The out-of-state premium is supposed to be enough to make out-of-state students at least a break-even proposition. But in practice, many systems treat them as cash cows. They don't have the legislature's ear like in-state students do, and the fact that they're there anyway indicates a certain level of desire. They can even add a certain kind of diversity to a student body, at least in theory, even if in practice they tend to be upper-middle-class or just plain rich.
(The exception to that is undocumented students who are treated as out-of-state. But that's an entirely different issue. There, the students in question are effectively local, often having graduated from a local high school; they're undocumented because they came over as kids. In that case, the issue isn't interstate poaching; it's federal immigration policy, which is much more complicated.)

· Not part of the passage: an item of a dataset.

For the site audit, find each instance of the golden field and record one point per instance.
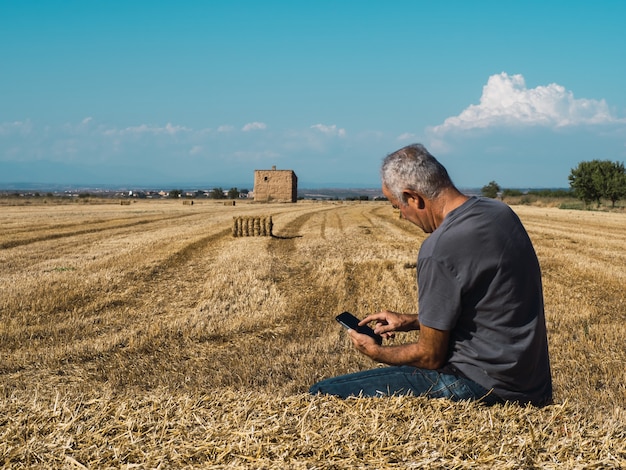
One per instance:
(147, 336)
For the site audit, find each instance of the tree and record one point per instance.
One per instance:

In discussions I've had with state legislators, the issues that prick up their ears are the number of students who live in their district, the number of employees who live in their district, and the relationships we have with employers in their district. Out-of-state students don't count. And I don't want to have the conversation in which I try to explain why our scarce marketing dollars are being spent out-of-state.
Even leaving the politics aside, there's a basic irrationality to the entire idea. If we simply traded a third of our student body with a counterpart school across the state line, what, exactly, would we have achieved? As near as I can tell, we'd simply shift more of the cost of instruction onto students, thereby effectively licensing our home state to make even more cuts. If the students keep paying, why not? And it's not like those students vote here anyway.
No. It's not what cc's are for, and the long-term cost would dwarf any short-term gains. I get the 'premium tuition' argument -- this week, more than ever -- but some premiums just aren't worth it.